Sasieni’s proposals would represent a big change to the cervical screening programme, which is already working well and saving thousands of lives. It is not a change that should be entered into lightly.
He suggests that if the changes are put into place, they should be rolled out gradually, so that we can learn as we go about what works and what doesn’t. He estimates that it would take five years to convert the current programme into this suggested version.
It’s particularly important to tread carefully, because, as a rule, it’s very hard to undo changes to screening programmes. These changes would probably be irreversible. This is because interpreting the results of smear tests is very difficult, and relies on the experience of ‘cytologists’, doctors who are familiar with cells under the microscope.

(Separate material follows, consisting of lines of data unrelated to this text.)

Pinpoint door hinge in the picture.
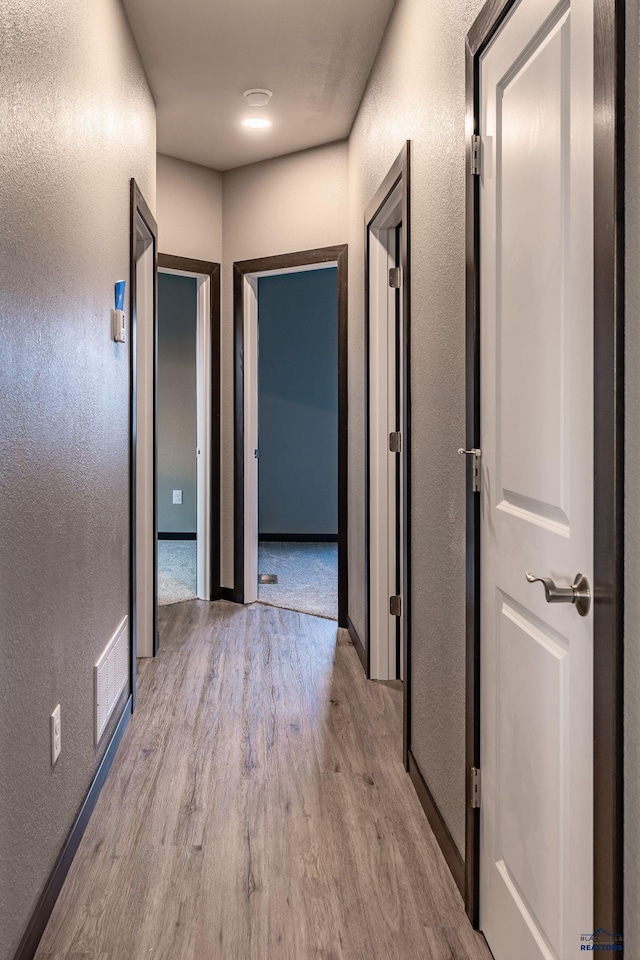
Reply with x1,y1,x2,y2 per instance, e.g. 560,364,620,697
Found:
389,430,402,453
389,267,402,290
471,133,482,177
458,447,482,493
471,767,480,810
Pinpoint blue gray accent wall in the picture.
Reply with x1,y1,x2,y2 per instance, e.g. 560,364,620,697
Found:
258,267,338,535
158,273,197,533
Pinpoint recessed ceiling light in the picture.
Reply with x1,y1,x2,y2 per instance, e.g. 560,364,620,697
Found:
242,117,271,130
242,87,273,107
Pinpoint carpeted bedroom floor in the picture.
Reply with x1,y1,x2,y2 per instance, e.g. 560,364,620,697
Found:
258,543,338,620
158,540,196,607
158,540,338,620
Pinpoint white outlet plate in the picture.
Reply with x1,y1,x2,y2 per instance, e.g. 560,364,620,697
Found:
51,704,62,766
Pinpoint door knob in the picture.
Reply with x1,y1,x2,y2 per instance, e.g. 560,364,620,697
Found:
526,573,591,617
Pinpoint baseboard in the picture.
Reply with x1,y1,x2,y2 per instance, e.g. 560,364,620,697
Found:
409,750,465,899
347,616,367,673
14,697,131,960
258,533,338,543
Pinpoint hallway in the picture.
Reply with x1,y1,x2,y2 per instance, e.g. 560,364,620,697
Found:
37,601,490,960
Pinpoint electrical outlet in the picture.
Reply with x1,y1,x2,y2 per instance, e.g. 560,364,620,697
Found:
51,704,62,766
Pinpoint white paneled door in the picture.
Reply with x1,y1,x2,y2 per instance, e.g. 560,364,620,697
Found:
480,0,594,960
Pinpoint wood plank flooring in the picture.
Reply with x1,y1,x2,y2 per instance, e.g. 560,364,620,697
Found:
37,600,490,960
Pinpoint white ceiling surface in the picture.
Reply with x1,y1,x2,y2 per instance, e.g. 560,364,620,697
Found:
123,0,395,170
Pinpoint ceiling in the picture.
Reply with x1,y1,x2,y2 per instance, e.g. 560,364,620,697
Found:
123,0,395,170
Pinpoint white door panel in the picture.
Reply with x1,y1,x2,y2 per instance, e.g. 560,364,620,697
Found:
480,0,593,960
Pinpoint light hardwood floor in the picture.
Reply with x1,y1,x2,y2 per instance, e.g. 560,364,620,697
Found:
37,600,490,960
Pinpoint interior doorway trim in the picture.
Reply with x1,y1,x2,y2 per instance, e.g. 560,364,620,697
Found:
465,0,625,933
230,244,348,627
128,179,158,710
364,141,411,770
158,253,220,600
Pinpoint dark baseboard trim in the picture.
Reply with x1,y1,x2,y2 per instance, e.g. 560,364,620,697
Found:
409,750,465,898
258,533,338,543
14,697,132,960
347,616,367,674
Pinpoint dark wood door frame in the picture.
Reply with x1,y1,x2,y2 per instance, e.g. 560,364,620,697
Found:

The UK has some of the best cytologists, who are excellent at working out which cells show potential signs of cervical cancer and which don’t. This is why UK trials have found much better results for the smear test than those in many other countries. If we move from smear tests to HPV testing, we would lose that experience and it would be almost impossible to recover it.
So before implementing any big changes to the screening programme, it’s important to be sure about the impact of those changes. The scenarios that Sasieni has suggested are based on sound logic. Now, they will need to be tested in mathematical models to see how many more lives will be saved, how many false alarms will result, and how much this will all cost to a cash-strapped NHS.
This is all good news. It just shows how far we have come in beating cervical cancer and while there is still a long road to travel, the combination of screening and vaccination should eventually make this a very rare disease indeed.
In the meantime, the message is still a very simple one: take up the invitations for cervical screening and HPV vaccination, as appropriate. They could save your life.